It was a bright, al fresco morning when the stepfather walked into the front office at school.
Almost immediately, my coworkers began questioning him in Sesotho.
He was being accused of sexually abusing his stepdaughter, a student at the school who lived in a nearby village.
She told teachers he allegedly got drunk and tried to molest her the night before. She ran to her chief’s house. He did nothing to help.
The man denied his stepdaughter’s account. Teachers listened. Took notes. Then they summoned the chief (not the one the girl originally asked for help.)
The chief marched into the office with three villagers. His black and white dog stood guard at the front door. He listened to the stepfather’s account. Took notes.
Teachers then summoned the girl. She walked in, barefoot, took a seat on a small wooden bench in the corner of the office. She sat up straight in the glare of nearly a dozen eyes beaming on her tiny frame. She looked her stepfather in the eyes and gave her account.
In Sesotho, she told him that he allegedly try to molest her.
The chief listened. Took notes.

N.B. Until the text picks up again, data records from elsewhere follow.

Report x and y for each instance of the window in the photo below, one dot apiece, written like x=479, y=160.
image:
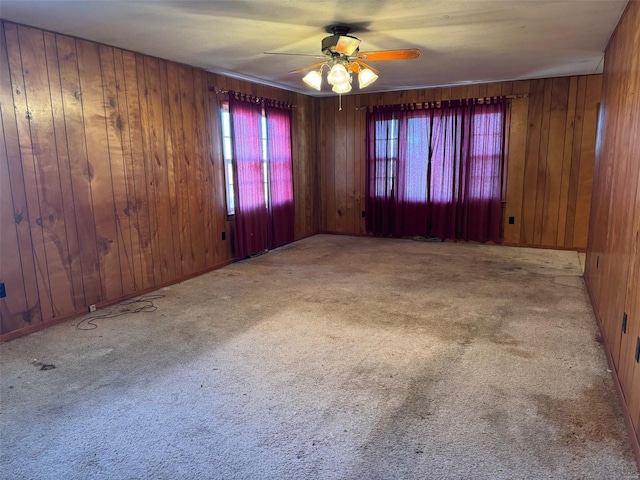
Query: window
x=227, y=151
x=436, y=171
x=386, y=157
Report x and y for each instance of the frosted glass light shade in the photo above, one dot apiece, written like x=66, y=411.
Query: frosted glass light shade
x=313, y=79
x=366, y=77
x=338, y=75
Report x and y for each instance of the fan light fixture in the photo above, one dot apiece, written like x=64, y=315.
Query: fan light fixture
x=339, y=77
x=314, y=79
x=366, y=77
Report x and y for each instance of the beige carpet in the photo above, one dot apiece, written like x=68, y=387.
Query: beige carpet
x=332, y=358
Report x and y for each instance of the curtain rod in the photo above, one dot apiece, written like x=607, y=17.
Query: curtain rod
x=258, y=99
x=509, y=97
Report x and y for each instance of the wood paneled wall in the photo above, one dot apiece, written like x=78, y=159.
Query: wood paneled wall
x=111, y=174
x=613, y=256
x=552, y=135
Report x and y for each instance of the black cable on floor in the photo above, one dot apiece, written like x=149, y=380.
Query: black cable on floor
x=145, y=303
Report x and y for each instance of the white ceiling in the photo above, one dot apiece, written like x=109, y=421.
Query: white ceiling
x=462, y=41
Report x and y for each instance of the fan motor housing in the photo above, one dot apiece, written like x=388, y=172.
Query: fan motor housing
x=330, y=43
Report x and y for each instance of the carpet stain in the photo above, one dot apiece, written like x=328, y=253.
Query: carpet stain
x=587, y=420
x=519, y=353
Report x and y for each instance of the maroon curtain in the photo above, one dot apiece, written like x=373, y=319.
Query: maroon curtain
x=382, y=152
x=281, y=203
x=413, y=161
x=250, y=209
x=480, y=215
x=444, y=171
x=440, y=175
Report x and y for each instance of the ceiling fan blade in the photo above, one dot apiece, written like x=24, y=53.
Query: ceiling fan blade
x=389, y=55
x=356, y=65
x=308, y=67
x=364, y=65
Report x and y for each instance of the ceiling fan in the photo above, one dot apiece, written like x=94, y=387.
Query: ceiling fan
x=344, y=57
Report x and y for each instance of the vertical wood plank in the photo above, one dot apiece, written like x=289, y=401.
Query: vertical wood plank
x=575, y=160
x=176, y=183
x=587, y=158
x=536, y=103
x=191, y=168
x=72, y=260
x=542, y=162
x=138, y=194
x=115, y=123
x=148, y=148
x=21, y=216
x=123, y=133
x=340, y=161
x=516, y=162
x=555, y=156
x=46, y=170
x=13, y=307
x=80, y=171
x=158, y=156
x=566, y=161
x=203, y=172
x=350, y=207
x=95, y=124
x=28, y=170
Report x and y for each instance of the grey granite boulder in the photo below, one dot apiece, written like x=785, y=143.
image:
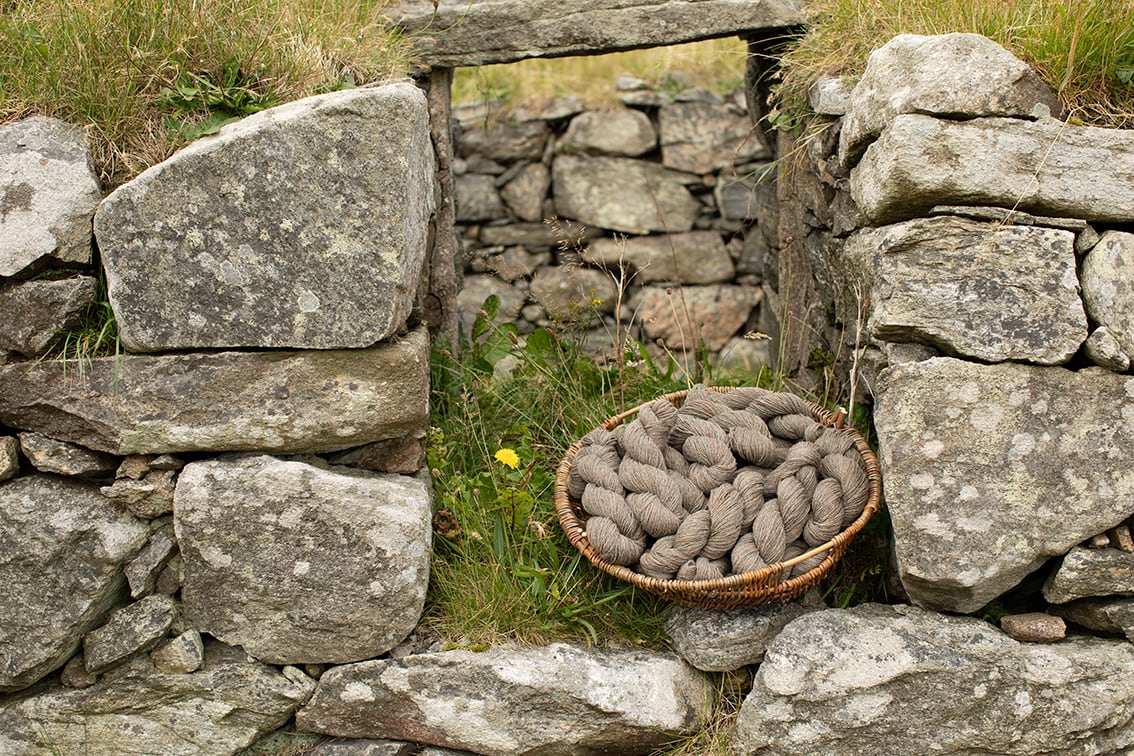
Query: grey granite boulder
x=904, y=681
x=693, y=257
x=293, y=401
x=992, y=469
x=48, y=195
x=1108, y=288
x=552, y=699
x=61, y=568
x=621, y=132
x=39, y=314
x=920, y=162
x=623, y=194
x=136, y=708
x=988, y=291
x=302, y=565
x=949, y=75
x=1085, y=572
x=301, y=226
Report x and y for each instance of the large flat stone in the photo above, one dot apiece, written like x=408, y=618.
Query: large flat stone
x=61, y=571
x=507, y=702
x=989, y=291
x=136, y=708
x=290, y=401
x=991, y=469
x=457, y=33
x=302, y=226
x=903, y=681
x=302, y=565
x=621, y=194
x=1047, y=168
x=48, y=194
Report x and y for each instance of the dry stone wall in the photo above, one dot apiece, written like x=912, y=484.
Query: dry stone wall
x=576, y=219
x=227, y=534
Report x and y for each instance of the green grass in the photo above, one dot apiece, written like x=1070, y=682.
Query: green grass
x=716, y=65
x=1084, y=50
x=144, y=76
x=502, y=568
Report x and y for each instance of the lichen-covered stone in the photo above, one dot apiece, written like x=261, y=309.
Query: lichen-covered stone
x=135, y=708
x=1108, y=288
x=550, y=699
x=61, y=565
x=989, y=291
x=1086, y=572
x=948, y=75
x=292, y=401
x=302, y=565
x=301, y=226
x=920, y=162
x=623, y=195
x=695, y=257
x=48, y=194
x=992, y=469
x=903, y=681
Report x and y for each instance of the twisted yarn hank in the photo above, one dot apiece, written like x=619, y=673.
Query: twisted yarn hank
x=728, y=483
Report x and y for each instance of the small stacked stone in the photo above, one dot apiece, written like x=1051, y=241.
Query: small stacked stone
x=728, y=483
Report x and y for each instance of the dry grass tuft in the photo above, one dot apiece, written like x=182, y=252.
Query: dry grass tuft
x=1083, y=49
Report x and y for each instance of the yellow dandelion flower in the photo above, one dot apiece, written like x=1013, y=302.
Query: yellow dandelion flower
x=507, y=457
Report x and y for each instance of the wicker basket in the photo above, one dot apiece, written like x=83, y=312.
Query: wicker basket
x=762, y=586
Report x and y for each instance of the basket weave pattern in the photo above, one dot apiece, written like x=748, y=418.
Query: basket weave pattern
x=767, y=585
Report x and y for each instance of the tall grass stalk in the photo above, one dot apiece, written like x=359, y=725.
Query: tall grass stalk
x=109, y=65
x=1082, y=48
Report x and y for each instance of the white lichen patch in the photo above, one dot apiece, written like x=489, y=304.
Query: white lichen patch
x=356, y=693
x=986, y=418
x=932, y=449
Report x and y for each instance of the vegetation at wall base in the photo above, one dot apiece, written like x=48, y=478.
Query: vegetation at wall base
x=145, y=76
x=1084, y=50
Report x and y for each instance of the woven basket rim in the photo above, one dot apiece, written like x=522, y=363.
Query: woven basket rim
x=735, y=591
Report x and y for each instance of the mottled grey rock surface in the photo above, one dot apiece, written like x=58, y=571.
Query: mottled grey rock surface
x=693, y=257
x=301, y=226
x=551, y=699
x=135, y=708
x=716, y=640
x=290, y=401
x=302, y=565
x=903, y=681
x=988, y=291
x=129, y=630
x=714, y=314
x=947, y=75
x=1108, y=288
x=48, y=195
x=62, y=572
x=623, y=194
x=701, y=137
x=921, y=161
x=991, y=469
x=621, y=132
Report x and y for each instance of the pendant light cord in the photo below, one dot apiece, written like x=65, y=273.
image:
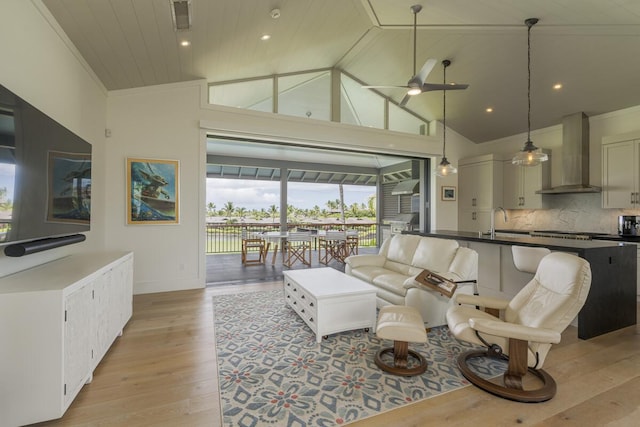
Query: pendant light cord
x=444, y=113
x=530, y=23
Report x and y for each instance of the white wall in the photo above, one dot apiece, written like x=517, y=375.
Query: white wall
x=41, y=66
x=158, y=123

Nodded his head.
Afterward, she left to finish playing with her friends.
The chief’s helpers tied up the man with a dirty, green rope and walked him to the village meeting place, where he was mocked by villagers.
What struck me about this incident was the little girl’s strength. She spoke up against her abuser. To his face. What a difficult thing to do.
Ultimately, this little girl ended up attending a different school and village for safety and security purposes. I think of her often and pray for her. I’ll never forget her courage and conviction.She is my hero. She is a lion. She is a little girl with a whole lot of courage.